Les camarades qui expliquent que cette colère n'est pas dirigée contre les vrais responsables, qu'elle feraient mieux de cibler ceux qui détiennent le capital, qu'il faut être cohérent et défendre aussi les services publics, que c'est l'inégale répartition des richesses qui est en cause, ces camarades ont raison.

Cependant je crois très peu au « spontanéisme » Je crois très peu à la capacité innée de produire une analyse de classe de but en blanc, au détour d'un blocage de carrefour. C'est, au contraire, les explications, les démonstrations, les lectures qui permettent de comprendre les tenants et aboutissants d'une situation.

Mais si la gauche n'est pas au coeur de ce mouvement, non pas pour le contrôler, mais pour lui apporter des analyses et des réflexions, qui le fera ? Qui pourra expliquer que le pouvoir d'achat, c'est d'abord d'augmenter les salaires, que les pensions de retraite qui baissent, la CSG qui augmente c'est la contrepartie des cadeaux aux plus riches, qui pour expliquer l'enfumage sur le salaire brut pour la vie, le salaire net pour le mois ? qui pour expliquer que c'est au capital, aux actionnaires, aux multinationales, aux évadés fiscaux, à ceux qui ont ce putain de pognon de dingue qu'il faut s'attaquer ? qui, si ce n'est la gauche de transformation sociale et écologique ? Qui ?

Doit-on rejoindre un mouvement seulement quand toutes les revendications sont connues et partagées ? J'ai l'impression que certains expliquent qu'il ne faudrait s'y joindre qu'à partir du moment où celui-ci adopteraient la totalité de nos propositions.
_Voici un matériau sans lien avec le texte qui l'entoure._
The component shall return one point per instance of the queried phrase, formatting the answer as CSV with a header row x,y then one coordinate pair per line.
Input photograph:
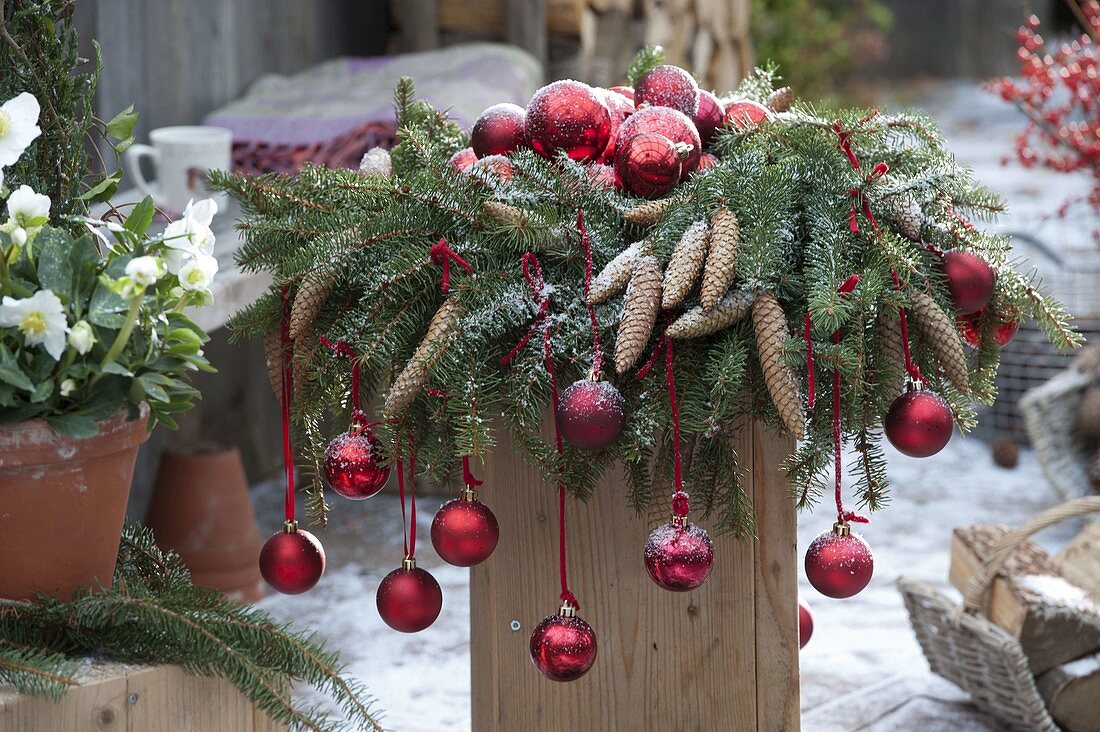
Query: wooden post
x,y
723,657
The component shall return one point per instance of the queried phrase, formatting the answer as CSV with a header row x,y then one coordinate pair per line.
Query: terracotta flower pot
x,y
62,504
201,510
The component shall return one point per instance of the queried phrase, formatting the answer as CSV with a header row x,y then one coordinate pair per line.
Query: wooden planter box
x,y
723,657
120,698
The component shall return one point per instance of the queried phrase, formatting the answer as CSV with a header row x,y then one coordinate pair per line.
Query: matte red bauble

C'est peut-être beaucoup lui demander, non ?

N'y a-t-il pas dans ce mouvement matière à discussion, à débattre de manière fructueuse pour la gauche sociale et politique ? Ne peut-on le nourrir de nos réflexions, de nos propositions, de nos expériences ?

Alors, certes, les syndicats et les partis politiques ne sont pas, à priori, les bienvenus. Et c'est une erreur. D'ailleurs, on a vu que l'inorganisation, l’inexpérience se payaient cash.

Mais cela ne doit-il pas nous conduire à nous interroger sur nous-mêmes ? Il est facile de rejeter la responsabilité sur les autres. Il est moins facile de se regarder soi-même pour essayer de comprendre pourquoi nous ne sommes pas les bienvenus même si évidemment tout ne tient pas qu'à nous.

Nous qui parlons de la colère des gens régulièrement, de la nécessité d'écouter le peuple. Quand celui s'exprime, on devrait regarder ailleurs ? Ou bien confronter les idées, argumenter, débattre ? Évidemment, ce n'est pas tout le peuple. Il n'a été que rarement rassemblé de façon quasi unanime dans l'histoire de notre pays. Mais ce mouvement, ceux qui y participent et ceux qui le soutiennent, en représente une part.

Enfin, n'y a-t-il pas là matière à discussion lundi sur les lieux de travail ? N'est-ce pas le bon moment pour parler augmentation de salaires, luttes, engagement ? Si nous laissons l'extrême-droite ou la droite-extrême travailler ce mouvement, il est certain qu'il s’éloignera de plus en plus de positions progressistes

Pour finir, le mouvement des gilets jaunes peut s’effondrer et disparaître. La colère ne disparaîtra pas pour autant.